The new structure, announced overnight, is the most radical so far announced by any financial group to try and revamp their compensation policies in an effort to pacify shareholders, regulators and politicians upset by mortgage-related losses, widespread falls in share prices and taxpayer paid-for rescue schemes.

Credit Suisse bankers not involved in mortgages, leveraged loans and other loss-making dodgy deals might be upset, but it’s not a workers market out there for banks and brokers at the moment.

The announcement that has really attracted attention came from Fed Ex. The company has already cut some jobs, working hours, trucking time and other moves to trim $US1 billion from costs.

Economists have wondered why wages don’t fall more dramatically in downturns, and why many employees and companies don’t look at accepting widespread wage cuts instead of huge job cuts. In fact there’s a whole lot of research on this from the 1992 recession. The biggest US electricals retailer, Best Buy, this week circulated a voluntary redundancy scheme to all 4,000 salaried employees, giving them the option of putting their hand up first.
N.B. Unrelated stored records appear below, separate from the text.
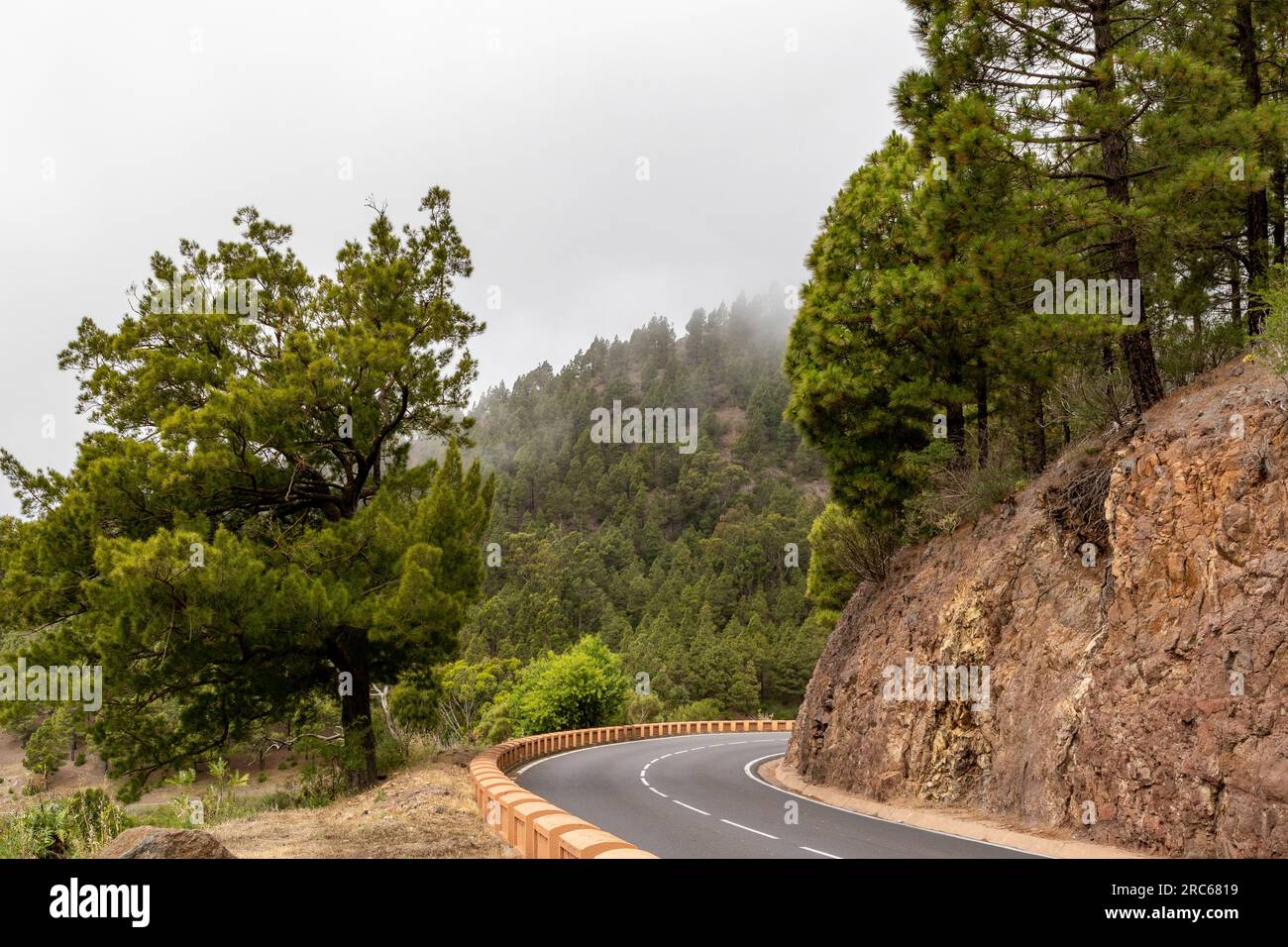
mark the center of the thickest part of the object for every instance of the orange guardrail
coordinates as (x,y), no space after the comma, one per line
(539,828)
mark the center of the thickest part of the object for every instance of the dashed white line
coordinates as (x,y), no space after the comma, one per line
(691,806)
(748,828)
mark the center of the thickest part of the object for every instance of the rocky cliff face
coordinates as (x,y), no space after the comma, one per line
(1141,698)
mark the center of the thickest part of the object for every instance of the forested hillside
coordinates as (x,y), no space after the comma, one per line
(691,566)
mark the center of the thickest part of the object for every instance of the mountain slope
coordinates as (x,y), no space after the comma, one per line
(1142,697)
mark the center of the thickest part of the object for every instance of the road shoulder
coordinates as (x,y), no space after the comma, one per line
(952,823)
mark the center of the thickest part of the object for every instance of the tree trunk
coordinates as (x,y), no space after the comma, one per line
(1146,384)
(349,655)
(1276,188)
(956,414)
(1034,437)
(1235,295)
(982,416)
(1257,209)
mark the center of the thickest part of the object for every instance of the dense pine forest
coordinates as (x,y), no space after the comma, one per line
(691,566)
(300,522)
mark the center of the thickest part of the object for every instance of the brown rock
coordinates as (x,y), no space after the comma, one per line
(150,841)
(1115,685)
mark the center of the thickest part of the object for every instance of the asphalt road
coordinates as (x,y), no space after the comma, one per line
(699,796)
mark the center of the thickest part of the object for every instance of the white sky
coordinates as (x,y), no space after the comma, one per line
(127,127)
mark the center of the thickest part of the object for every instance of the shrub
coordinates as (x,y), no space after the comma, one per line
(643,707)
(62,827)
(583,686)
(706,709)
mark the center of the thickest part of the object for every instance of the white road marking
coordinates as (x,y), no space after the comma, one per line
(750,830)
(691,806)
(861,814)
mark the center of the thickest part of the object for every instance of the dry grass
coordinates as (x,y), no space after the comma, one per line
(424,812)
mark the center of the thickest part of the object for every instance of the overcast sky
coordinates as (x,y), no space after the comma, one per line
(127,127)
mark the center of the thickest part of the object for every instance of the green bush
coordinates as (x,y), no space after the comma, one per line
(706,709)
(583,686)
(62,827)
(643,707)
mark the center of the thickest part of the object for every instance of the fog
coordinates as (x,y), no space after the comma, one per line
(606,161)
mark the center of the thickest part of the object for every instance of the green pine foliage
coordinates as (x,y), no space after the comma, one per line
(675,562)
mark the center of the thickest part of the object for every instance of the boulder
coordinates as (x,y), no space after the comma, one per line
(150,841)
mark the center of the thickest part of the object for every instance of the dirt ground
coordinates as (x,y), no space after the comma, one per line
(424,812)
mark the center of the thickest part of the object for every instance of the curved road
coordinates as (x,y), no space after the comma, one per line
(699,796)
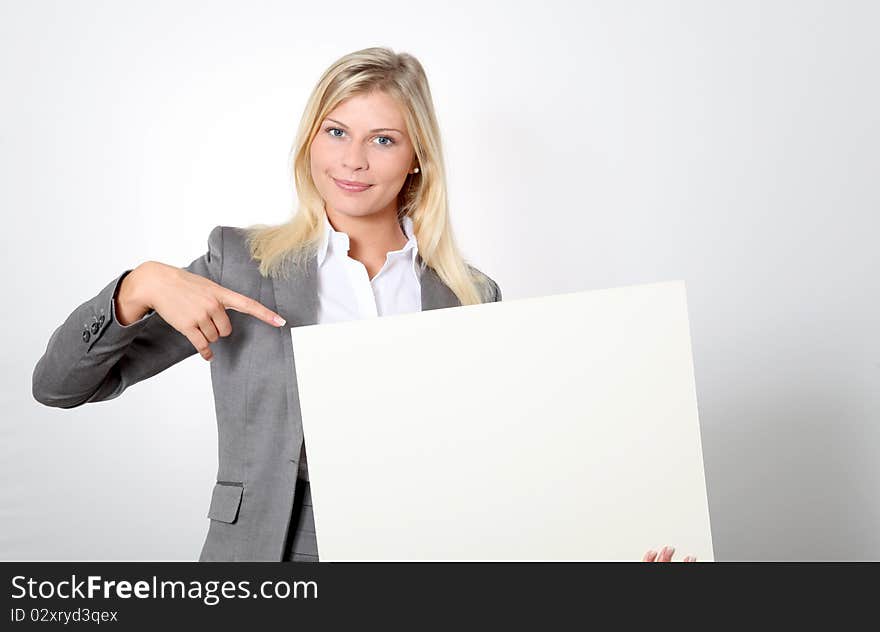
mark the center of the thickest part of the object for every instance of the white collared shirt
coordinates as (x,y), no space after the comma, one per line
(345,291)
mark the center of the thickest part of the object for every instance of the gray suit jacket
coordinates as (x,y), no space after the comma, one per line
(91,357)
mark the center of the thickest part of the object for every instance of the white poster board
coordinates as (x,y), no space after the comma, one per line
(563,427)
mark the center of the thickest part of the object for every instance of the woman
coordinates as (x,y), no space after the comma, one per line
(371,237)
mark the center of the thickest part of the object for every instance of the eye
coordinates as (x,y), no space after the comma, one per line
(330,131)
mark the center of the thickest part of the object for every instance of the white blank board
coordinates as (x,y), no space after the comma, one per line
(562,427)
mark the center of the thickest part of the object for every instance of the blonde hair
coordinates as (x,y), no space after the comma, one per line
(423,195)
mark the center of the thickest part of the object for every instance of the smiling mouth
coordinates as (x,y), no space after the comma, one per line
(347,185)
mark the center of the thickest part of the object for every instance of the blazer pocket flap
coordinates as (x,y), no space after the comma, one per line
(225,502)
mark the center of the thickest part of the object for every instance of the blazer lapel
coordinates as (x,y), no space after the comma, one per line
(296,298)
(435,293)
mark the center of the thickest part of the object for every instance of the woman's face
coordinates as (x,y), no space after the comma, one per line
(362,140)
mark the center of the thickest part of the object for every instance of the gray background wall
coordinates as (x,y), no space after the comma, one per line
(589,145)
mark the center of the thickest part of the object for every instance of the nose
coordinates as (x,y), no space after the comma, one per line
(354,157)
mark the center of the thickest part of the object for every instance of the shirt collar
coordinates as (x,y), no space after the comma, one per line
(340,243)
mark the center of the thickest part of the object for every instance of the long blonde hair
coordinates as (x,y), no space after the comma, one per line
(422,197)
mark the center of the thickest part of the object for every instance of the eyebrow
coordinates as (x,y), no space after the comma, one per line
(380,129)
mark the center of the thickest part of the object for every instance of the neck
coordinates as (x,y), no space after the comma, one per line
(371,237)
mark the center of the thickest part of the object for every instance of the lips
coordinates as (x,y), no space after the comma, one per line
(348,185)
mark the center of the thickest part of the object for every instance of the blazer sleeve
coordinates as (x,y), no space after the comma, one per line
(91,357)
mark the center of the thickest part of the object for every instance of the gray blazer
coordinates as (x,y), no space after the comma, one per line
(91,357)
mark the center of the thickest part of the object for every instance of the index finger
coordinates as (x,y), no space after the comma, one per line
(247,305)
Fed Ex doesn’t have many union employees among its salaried staff, so it could be an exception, but the idea is gaining more traction and will be used more as the recession deepens next year.

Those employees at JB Case and Corus are fully unionised and they have considered and offered wage cuts to keep businesses alive, which is a significant change in the normally bolshie British labour market.

And with the possibility of price deflation around the corner, in 12 months’ time that 5% wage cut may have been offset by a big drop in retail and other prices (and of course a deeper recession!).